McDonald's ha lanzado una campaña global para la Copa Mundial de la FIFA 2026, y los vasos de colección con imágenes de estrellas ya se han convertido en objeto de deseo para aficionados y coleccionistas de todo el mundo.
Los grandes eventos deportivos hace tiempo que trascendieron los estadios de fútbol. Hoy en día, estos acontecimientos moldean nuestros hábitos de consumo. La tendencia principal de este Mundial de la FIFA es el regreso a los recuerdos tangibles. Mientras los entusiastas de las criptomonedas vaticinaban la era de las entradas NFT, el público ha apostado por el entrañable plástico, el cristal y el peluche.
¿Por qué nos sigue atrayendo tanto coleccionar objetos que podemos tocar?
Las estrategias de marketing de los gigantes de la restauración rápida han apostado esta temporada por la nostalgia táctil. Las ediciones limitadas de vasos, los juguetes de marca compartida y el embalaje retro crean una escasez artificial. El consumidor no solo compra comida, sino que adquiere un ancla para sus recuerdos. Dentro de veinte años, este sencillo artículo promocional será para alguien un billete directo a su juventud.
Por cierto, el Happy Meal de la FIFA World Cup 26™ para los más jóvenes (disponible a partir del 9 de junio) incluye:
- Uno de los 23 peluches Squishmallows™ con uniformes de fútbol
- Un embalaje especial con temática del Mundial 2026
- Un código escaneable para acceder a un juego digital exclusivo en happymeal.com
- Una parte de las ventas en EE. UU. se destinará a la fundación Ronald McDonald House
Vasos coleccionables: ¿quién aparece en ellos?
Se han lanzado un total de 9 diseños de vasos, y cada uno es una pequeña obra de arte con el retrato de una leyenda:
- David Beckham: icono del estilo y del fútbol
- Ronaldinho Gaúcho 🇧🇷: el mago de la sonrisa
- Thierry Henry 🇫🇷: el delantero "escurridizo"
- Son Heung-min 🇰🇷: la superestrella asiática
- Lamine Yamal 🇪🇸: el talento emergente
- Christian Pulisic 🇺🇸: el líder de la selección estadounidense
- Alphonso Davies 🇨🇦: el defensor veloz
- Santiago Giménez 🇲🇽: el artillero mexicano
- Grimace: el emblemático personaje de McDonald's
Lo que sucede actualmente en las cadenas de comida rápida ilustra claramente la transformación del patrocinio deportivo. Ya no se trata solo de vallas publicitarias en los estadios. Es la integración en los rituales cotidianos. El desayuno previo a la retransmisión matutina o la cena durante el partido se convierten en parte de una experiencia interactiva global.
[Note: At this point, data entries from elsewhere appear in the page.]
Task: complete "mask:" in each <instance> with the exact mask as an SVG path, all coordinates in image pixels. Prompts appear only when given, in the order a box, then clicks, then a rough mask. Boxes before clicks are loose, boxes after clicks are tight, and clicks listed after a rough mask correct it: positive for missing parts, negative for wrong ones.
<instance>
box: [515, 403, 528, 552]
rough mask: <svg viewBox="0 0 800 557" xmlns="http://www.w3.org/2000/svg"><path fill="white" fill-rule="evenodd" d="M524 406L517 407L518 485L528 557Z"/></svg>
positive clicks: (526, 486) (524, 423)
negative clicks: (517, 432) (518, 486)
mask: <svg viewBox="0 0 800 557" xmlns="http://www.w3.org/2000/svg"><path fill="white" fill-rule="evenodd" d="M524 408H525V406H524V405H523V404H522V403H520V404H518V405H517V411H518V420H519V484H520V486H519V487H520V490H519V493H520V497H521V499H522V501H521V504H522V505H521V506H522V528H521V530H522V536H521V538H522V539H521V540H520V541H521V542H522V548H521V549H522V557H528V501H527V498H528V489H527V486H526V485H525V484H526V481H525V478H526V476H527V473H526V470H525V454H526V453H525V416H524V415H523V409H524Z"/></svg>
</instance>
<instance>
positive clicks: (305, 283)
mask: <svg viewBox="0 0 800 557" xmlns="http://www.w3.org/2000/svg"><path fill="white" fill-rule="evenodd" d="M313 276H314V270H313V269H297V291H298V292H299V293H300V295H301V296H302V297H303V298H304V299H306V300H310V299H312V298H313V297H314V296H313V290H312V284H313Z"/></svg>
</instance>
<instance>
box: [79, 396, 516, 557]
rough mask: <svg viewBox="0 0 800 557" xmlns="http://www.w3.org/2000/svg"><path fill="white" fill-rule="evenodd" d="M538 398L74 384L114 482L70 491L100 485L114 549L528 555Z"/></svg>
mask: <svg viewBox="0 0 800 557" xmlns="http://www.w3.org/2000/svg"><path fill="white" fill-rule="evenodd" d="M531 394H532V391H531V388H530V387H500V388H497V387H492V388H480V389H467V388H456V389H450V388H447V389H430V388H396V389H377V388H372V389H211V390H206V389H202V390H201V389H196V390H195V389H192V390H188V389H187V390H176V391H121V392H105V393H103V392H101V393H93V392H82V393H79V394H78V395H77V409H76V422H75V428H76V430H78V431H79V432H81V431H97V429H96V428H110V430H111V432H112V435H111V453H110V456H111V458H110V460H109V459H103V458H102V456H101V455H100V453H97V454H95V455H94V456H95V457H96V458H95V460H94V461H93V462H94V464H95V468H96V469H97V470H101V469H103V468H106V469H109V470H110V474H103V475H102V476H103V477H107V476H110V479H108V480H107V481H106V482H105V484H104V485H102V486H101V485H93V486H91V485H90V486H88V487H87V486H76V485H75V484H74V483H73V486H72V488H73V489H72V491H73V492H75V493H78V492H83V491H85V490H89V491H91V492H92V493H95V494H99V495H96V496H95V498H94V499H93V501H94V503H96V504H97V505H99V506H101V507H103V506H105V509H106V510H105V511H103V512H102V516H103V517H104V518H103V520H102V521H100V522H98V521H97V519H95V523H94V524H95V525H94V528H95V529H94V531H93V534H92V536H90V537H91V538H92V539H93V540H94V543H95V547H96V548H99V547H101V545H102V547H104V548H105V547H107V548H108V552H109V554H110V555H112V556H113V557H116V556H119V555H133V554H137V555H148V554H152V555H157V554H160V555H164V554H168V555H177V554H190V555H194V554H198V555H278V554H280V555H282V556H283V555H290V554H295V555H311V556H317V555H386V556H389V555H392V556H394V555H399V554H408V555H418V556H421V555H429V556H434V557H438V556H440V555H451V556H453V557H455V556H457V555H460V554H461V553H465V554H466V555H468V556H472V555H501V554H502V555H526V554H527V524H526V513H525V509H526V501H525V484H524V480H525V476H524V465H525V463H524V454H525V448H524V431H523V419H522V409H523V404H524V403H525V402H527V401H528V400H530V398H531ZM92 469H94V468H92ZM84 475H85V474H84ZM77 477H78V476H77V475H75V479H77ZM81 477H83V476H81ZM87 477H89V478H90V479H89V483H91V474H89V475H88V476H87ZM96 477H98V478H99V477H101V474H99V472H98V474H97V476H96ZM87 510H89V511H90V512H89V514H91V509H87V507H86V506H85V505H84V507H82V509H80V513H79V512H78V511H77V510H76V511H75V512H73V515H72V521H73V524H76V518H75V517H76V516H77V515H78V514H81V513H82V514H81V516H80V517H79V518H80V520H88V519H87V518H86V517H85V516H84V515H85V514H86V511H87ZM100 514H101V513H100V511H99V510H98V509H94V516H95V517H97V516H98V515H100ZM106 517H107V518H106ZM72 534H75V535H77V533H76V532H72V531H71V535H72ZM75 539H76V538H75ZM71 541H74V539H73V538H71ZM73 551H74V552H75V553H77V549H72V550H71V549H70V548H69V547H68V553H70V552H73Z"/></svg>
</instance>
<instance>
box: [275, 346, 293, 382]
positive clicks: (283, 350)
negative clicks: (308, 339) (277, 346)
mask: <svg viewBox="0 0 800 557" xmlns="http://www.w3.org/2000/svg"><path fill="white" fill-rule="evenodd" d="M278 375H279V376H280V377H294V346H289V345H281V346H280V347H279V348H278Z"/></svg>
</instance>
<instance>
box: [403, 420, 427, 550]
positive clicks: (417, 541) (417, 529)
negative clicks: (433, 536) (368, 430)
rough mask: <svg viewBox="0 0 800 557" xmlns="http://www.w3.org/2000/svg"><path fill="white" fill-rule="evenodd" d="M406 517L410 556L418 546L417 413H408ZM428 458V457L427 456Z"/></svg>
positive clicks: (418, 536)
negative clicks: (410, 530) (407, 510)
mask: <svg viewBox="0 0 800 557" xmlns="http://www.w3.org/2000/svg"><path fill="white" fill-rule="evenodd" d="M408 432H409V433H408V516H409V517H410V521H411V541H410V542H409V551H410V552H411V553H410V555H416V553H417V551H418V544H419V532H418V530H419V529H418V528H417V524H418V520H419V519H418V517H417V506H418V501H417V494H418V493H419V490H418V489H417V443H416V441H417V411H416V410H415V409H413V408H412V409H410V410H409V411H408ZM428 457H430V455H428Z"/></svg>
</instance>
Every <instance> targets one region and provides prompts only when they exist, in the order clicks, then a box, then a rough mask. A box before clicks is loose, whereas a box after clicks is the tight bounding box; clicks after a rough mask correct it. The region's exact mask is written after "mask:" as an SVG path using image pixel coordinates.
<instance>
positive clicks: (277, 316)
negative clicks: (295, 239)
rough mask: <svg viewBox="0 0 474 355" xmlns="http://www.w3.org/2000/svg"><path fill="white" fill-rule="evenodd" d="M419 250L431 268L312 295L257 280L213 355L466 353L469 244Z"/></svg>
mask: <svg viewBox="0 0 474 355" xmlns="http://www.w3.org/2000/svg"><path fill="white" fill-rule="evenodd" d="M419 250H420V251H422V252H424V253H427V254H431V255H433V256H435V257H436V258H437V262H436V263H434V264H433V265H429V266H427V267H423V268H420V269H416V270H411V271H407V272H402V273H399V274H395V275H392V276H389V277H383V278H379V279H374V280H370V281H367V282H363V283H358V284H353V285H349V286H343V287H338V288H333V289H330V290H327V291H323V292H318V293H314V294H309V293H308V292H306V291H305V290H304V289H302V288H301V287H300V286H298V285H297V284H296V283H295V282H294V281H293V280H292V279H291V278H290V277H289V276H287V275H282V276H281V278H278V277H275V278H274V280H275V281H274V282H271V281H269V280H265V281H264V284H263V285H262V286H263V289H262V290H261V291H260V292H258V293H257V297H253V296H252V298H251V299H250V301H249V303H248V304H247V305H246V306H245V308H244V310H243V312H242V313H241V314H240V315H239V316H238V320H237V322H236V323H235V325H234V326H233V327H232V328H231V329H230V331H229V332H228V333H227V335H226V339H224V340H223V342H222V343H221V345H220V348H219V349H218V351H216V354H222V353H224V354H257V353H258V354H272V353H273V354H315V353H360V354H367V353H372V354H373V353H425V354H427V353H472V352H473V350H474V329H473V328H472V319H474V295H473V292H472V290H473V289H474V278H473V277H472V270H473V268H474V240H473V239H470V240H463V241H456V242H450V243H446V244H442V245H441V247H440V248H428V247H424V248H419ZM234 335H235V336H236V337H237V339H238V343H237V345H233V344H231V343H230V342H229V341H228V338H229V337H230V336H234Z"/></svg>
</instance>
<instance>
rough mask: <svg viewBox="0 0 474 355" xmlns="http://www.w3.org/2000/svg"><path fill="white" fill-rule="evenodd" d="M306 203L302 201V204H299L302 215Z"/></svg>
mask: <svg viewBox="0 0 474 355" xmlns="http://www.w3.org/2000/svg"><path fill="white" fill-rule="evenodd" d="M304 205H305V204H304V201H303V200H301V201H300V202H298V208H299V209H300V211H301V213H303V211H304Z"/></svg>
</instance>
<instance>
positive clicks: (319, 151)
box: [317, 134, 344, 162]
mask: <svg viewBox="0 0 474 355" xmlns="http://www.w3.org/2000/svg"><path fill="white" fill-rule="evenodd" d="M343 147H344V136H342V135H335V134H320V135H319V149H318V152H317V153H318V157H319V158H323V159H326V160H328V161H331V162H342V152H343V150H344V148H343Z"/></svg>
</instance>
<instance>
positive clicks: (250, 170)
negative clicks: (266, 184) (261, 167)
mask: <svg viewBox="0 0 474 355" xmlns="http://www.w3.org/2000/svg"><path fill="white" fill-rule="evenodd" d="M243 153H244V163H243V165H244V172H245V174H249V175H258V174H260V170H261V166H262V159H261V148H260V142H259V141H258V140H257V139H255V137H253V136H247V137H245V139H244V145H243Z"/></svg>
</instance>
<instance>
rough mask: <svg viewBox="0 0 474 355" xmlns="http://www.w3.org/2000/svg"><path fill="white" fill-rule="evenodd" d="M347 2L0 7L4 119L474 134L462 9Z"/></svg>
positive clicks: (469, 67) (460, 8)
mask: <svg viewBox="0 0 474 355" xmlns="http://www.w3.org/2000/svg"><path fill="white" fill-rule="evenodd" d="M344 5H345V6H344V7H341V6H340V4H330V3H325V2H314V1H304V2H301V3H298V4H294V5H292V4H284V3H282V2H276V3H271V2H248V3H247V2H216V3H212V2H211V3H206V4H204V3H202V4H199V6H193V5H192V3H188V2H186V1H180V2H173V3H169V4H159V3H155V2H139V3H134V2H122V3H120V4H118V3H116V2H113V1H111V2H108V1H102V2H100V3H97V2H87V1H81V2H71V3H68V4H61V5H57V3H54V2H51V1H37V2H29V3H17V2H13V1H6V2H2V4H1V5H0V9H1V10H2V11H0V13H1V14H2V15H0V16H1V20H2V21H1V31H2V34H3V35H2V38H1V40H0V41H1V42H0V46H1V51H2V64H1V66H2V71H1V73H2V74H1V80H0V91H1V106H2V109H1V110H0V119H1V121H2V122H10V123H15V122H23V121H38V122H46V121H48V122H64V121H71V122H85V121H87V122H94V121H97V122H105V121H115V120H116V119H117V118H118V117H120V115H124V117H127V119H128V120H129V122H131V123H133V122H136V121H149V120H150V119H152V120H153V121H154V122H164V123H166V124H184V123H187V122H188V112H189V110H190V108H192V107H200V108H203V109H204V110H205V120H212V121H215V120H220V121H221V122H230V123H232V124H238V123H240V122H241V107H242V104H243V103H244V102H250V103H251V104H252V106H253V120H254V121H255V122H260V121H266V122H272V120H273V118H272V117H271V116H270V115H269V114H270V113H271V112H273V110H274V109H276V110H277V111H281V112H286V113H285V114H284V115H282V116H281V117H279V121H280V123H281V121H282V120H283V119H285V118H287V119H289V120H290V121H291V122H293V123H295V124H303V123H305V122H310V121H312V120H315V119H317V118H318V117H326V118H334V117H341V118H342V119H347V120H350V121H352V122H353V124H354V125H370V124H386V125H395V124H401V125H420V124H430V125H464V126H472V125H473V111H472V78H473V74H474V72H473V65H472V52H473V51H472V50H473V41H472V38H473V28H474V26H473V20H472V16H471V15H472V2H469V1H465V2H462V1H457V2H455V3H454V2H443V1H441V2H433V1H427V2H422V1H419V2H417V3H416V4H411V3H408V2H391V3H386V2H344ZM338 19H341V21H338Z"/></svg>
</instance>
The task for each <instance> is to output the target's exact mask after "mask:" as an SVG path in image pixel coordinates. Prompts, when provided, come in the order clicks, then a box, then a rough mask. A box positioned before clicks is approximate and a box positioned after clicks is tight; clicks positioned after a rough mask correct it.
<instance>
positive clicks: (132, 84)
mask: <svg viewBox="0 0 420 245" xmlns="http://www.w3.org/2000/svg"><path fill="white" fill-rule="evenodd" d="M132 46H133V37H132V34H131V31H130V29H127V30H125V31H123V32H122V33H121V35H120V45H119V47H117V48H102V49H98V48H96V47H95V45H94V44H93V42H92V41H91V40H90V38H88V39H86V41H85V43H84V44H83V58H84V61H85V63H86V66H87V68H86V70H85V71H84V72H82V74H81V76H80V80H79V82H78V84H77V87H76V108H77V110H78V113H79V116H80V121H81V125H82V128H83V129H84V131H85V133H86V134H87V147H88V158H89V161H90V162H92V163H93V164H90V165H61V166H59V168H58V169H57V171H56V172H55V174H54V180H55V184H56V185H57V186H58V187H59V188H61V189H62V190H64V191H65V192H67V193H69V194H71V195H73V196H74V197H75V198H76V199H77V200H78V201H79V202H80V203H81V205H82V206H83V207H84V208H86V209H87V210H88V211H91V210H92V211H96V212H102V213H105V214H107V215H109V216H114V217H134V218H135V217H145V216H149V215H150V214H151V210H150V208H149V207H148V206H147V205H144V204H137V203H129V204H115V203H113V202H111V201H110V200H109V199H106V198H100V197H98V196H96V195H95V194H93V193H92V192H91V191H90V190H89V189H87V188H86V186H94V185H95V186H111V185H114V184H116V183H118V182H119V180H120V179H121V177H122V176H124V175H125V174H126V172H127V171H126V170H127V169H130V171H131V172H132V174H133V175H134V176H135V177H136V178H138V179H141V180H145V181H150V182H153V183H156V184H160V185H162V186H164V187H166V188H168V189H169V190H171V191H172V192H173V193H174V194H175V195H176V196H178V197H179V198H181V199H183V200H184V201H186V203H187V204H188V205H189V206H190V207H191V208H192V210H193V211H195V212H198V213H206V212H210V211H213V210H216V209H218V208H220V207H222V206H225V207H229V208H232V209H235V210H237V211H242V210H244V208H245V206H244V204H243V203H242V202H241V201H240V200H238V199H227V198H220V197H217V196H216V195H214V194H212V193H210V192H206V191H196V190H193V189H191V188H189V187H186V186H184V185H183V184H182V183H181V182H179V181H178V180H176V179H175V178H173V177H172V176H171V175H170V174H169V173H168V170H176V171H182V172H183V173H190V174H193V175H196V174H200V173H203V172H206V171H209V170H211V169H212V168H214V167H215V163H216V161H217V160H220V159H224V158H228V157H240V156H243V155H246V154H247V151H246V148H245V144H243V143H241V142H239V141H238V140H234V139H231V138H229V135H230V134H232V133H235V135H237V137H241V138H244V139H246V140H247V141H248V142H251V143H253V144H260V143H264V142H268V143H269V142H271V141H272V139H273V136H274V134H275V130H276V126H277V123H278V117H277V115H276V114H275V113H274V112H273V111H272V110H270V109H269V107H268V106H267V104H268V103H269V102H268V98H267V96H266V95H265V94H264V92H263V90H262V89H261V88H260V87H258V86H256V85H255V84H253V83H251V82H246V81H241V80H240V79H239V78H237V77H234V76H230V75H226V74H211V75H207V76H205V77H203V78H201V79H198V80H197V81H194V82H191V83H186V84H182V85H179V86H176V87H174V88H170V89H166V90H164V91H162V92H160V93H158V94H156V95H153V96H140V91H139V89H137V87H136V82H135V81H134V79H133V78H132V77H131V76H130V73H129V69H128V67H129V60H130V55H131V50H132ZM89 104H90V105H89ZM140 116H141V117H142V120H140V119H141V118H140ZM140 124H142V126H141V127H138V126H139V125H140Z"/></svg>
Las aplicaciones de las marcas vinculan el recuerdo físico con bonificaciones digitales, completando el ecosistema.
Este enfoque está comercialmente justificado. Reduce la barrera de entrada para el ciudadano medio que no puede permitirse comprar entradas costosas para los partidos. Se puede animar a la selección desde la propia cocina, sosteniendo un símbolo del evento. A largo plazo, esto fomenta una lealtad que perdura durante años.
El mundo empresarial ha aprendido a vender no solo productos, sino la emoción de pertenecer a un momento global. Y, a juzgar por las colas frente a las cajas, este mecanismo funciona a la perfección.